When coal companies mine on federal lands, for example, they pay an effective royalty rate of 4.9 percent, rather than the 12.5 percent required by law. As a consequence, American taxpayers are being shorted an estimated $1 billion every year. Earlier this year the Obama administration placed a “pause” on new coal leases and began the process of revamping the program to provide a fairer return for taxpayers. Opening up more lands without reforming the system only increase losses to taxpayers.

But continued reform of the federal coal program is unlikely under the new administration. Trump himself has promised that he will enable access to vast reserves of “untapped energy” on federal lands, which he estimates is worth $50 trillion and could provide power for hundreds of years.

How many Trumpoids will bother to even read a tiny bit to educate themselves on this matter? If one thing might get through to them, it’s the loss of their own tax dollars, but they aren’t looking for truth, and have little use for facts. All they’ll hear is “program under Obama” and start flinging shit, yelling to pull it apart. They’ll buy into every lie Trump throws at them, never taking the time to even consider.
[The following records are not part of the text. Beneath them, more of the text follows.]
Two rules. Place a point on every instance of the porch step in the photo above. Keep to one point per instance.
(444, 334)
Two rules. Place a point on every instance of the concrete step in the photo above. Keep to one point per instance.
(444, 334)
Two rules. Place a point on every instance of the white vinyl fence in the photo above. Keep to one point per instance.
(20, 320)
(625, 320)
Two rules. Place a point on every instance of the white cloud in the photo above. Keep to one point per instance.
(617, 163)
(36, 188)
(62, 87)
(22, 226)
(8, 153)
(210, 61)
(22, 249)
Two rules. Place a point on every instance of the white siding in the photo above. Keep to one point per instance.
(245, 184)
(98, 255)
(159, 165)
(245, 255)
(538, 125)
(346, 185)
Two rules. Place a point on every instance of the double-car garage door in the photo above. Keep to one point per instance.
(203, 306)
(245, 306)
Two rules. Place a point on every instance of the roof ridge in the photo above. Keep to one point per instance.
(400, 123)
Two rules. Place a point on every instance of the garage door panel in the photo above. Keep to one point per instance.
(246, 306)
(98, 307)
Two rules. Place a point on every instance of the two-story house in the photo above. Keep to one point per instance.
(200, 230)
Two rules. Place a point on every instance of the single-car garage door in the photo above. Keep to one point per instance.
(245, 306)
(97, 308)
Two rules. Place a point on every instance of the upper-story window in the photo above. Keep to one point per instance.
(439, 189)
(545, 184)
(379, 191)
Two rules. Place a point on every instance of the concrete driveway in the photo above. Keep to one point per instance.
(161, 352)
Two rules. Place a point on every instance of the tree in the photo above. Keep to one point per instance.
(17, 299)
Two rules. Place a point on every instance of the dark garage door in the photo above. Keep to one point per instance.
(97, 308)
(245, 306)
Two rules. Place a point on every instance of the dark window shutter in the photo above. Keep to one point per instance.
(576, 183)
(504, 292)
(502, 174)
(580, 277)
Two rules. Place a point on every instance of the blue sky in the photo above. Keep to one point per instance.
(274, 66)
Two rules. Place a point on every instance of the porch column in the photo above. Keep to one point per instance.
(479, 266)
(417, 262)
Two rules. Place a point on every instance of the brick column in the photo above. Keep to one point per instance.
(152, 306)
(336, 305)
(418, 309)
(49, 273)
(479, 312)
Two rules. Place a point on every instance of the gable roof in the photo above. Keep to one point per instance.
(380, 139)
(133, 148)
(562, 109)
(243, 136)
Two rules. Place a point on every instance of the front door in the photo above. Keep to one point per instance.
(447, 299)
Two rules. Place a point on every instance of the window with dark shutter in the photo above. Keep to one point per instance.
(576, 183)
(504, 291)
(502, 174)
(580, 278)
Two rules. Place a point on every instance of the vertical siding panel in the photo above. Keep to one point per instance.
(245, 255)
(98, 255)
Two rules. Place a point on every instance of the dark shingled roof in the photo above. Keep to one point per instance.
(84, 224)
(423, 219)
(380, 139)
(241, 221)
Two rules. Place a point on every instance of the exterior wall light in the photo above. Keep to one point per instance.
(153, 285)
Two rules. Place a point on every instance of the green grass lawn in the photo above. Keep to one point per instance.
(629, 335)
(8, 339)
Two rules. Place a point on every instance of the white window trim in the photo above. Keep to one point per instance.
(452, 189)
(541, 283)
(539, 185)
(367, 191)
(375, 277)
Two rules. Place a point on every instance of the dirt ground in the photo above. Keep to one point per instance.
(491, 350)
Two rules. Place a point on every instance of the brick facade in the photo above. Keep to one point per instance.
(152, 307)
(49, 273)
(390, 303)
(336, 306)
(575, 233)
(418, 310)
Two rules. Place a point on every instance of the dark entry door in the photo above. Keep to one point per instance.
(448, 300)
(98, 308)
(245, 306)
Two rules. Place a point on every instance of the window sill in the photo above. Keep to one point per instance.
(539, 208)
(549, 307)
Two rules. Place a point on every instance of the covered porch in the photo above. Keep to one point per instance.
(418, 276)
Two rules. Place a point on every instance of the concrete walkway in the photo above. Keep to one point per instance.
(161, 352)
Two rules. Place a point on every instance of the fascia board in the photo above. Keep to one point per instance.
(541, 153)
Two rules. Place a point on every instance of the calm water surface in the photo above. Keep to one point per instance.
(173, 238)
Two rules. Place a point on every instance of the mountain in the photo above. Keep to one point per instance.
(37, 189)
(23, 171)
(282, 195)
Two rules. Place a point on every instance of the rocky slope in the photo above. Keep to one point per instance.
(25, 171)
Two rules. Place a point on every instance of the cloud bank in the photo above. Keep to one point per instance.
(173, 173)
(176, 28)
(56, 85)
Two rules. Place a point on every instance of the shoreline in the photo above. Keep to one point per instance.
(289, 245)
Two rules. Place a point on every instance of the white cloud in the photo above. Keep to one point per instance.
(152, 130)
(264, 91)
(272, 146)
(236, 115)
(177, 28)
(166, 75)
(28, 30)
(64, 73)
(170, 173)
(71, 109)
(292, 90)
The rest of us, well, we’ll end up going for the ride anyway.

Trump’s numbers are unsubstantiated, but scientists have concluded that the vast majority of fossil fuel reserves need to remain unburned to avoid the most catastrophic — both in terms of human life and the economy — outcomes from climate change.

I read earlier that Hawking has put a limit on human life, the extinction date being 1,000 years from now. I think he’s being quite optimistic. The full article is at Think Progress.

Other recommended reading: The media claims climate isn’t a winning issue. Polls say otherwise.

Comments

  1. Kreator says

    I know this is most likely an exaggeration, but ever since the election I’ve had this terrible feeling that I might live just long enough to witness the birth of the last generation of humans that will die of old age (for perspective, I calculate that barring a horrible accident or disease I’m likely to die between the years 2060 and 2070.)

  2. says

    I won’t make it near that far, and I don’t envy those of you who will. I hope the fuck this all gets turned around, but right now, I don’t see that happening.